Having so many ways to lose means the time is ripe for a ceasefire or even peace negotiations, but when your adversary smells blood they won't be satisfied with just what they have. So Ukraine either:

  • tries to agree to a ceasefire and frantically prepares for a resumption of hostilities (and even the biggest patriots of Ukraine won't trust their country not to screw the process up fatally)
  • agrees to significant concessions in exchange for peace (Finlandization at the very least, outright puppeting as the worst-case scenario)
  • or continues to resist, hoping for a black swan that hurts Russia and not them, or at least for a glorious last stand (sure Prague is a prettier city than Warsaw, but Poles know the glory is theirs)

Generally speaking I am in - I want Russia to win in Ukraine mostly because of the prestige the EU and US have put there and because Zelensky is behaving like entitled brat. But any analysis that doesn't include at least couple of paragraphs on the Russian situation, and the challenges in front of them is incomplete.

Do we have any reasons to believe that Russia will be stronger next year or that at least the decline of Ukraine will be faster that the one of Russia (then the artillery theorem comes into play and Ukraine is fucked). That Russian economy won't crash because of the sanctions kicking in? That Russia's military industrial complex will be able to produce enough stuff that goes boom?

Do we have any reasons to believe that Russia will be stronger next year or that at least the decline of Ukraine will be faster that the one of Russia (then the artillery theorem comes into play and Ukraine is fucked).

That Russian economy won't crash because of the sanctions kicking in?

I've spent the last two years waiting for it to crash. It has definitely shrunk, but seems to have stabilized with no new sanctions on the horizon.

That Russia's military industrial complex will be able to produce enough stuff that goes boom?

It can outproduce the EU, since the EU is involved, but Russia is committed.

The biggest problem Russia has to fix if it wants to win is the quality of its officer corps. Until it's fixed it can only do frontal pushes and is incapable even of Uranus-style pincer attacks.

Of course, it can't fix it because it's afraid of its army. Look at what a single former hot dog salesman could do with his PMC. No one at the top wants a general Rohlin, a colonel Vasin or even a major Kvachkov to rise through the ranks.

Caveat: It can outproduce the EU in specific areas that are very important for Somme 2: Ukraine edition but not in other key areas like say, any plane that isn't significantly older than you.

This puts a limit on their ambitions, and REALLY incentivises them to get this done one way or the other before someone donates a 3rd string f16 block 40 NATO airforce from the 90's to Ukraine.

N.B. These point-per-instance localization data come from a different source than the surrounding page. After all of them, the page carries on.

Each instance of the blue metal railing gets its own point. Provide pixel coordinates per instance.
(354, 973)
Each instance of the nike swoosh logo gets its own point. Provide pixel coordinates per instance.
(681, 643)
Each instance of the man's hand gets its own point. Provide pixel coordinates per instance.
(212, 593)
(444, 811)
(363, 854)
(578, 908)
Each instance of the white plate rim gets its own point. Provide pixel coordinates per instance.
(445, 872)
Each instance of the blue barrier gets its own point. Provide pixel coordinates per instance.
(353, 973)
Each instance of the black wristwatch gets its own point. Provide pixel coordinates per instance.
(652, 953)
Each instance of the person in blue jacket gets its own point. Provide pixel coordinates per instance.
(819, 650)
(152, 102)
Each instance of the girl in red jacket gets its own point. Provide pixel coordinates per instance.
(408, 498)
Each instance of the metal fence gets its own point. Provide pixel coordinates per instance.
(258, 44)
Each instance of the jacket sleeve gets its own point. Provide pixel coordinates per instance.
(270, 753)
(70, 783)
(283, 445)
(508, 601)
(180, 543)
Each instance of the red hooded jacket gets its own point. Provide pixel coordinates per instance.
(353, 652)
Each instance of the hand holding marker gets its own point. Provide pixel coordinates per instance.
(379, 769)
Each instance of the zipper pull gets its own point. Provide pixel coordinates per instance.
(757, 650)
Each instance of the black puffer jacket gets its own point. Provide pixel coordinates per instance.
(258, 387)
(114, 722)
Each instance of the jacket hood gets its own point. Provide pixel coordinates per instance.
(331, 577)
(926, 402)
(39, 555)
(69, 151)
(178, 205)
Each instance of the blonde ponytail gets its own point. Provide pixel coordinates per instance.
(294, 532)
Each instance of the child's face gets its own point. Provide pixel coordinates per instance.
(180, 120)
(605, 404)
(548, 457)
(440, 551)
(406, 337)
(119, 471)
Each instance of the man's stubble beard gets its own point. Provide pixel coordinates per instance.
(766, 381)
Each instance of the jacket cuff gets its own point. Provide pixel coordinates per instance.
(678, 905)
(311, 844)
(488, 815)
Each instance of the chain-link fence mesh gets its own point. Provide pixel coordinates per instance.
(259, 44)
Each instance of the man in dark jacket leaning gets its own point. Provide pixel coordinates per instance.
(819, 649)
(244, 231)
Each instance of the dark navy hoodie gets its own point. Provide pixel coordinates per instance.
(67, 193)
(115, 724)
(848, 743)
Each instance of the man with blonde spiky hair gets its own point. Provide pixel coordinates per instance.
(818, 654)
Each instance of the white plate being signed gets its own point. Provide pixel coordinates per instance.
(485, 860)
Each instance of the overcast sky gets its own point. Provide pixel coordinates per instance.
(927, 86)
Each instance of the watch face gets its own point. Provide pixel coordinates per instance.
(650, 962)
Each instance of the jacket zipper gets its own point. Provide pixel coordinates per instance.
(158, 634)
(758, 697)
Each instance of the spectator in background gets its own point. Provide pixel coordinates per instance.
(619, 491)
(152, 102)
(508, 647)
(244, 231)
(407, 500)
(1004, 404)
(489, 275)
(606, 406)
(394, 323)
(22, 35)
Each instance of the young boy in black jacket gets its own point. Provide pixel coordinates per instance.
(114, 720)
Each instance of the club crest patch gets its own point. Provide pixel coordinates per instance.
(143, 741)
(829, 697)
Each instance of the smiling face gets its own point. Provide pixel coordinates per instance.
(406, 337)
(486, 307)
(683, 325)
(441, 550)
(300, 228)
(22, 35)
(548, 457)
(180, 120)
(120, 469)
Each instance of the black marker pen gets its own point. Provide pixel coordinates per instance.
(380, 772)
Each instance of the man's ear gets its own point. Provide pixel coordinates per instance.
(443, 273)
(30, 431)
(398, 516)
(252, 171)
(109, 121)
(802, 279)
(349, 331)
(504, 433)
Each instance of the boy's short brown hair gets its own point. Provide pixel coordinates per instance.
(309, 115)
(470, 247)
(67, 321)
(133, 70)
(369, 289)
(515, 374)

Ah, the coup-proofing problem. Give colonels too much independence, and you need to worry about their loyalty. Select colonels for loyalty, and you need to worry about their competence. Russia isn’t competent or efficient enough to thread that needle, so it just errs on one side rather than the other.

Even selecting for loyalty is iffy - loyalties can change quickly. Better just select for incompetence to be safe.

It works out decently for regimes which can pull it off, like Iran and the USA.

The USA, despite its many policy failures, still has a sufficiently meritocratic officer corps. And Iran, being a theocracy, uses piety instead of personal loyalty, which is much less wavering.

Well yes, because piety, either to the religious establishment joined at the hip to the state or to a set of democratic ideals, allows you to give your officers more independence.

I suspect that the spread of monarchy was a way to route around this problem; the person as an institution is a formidable combination.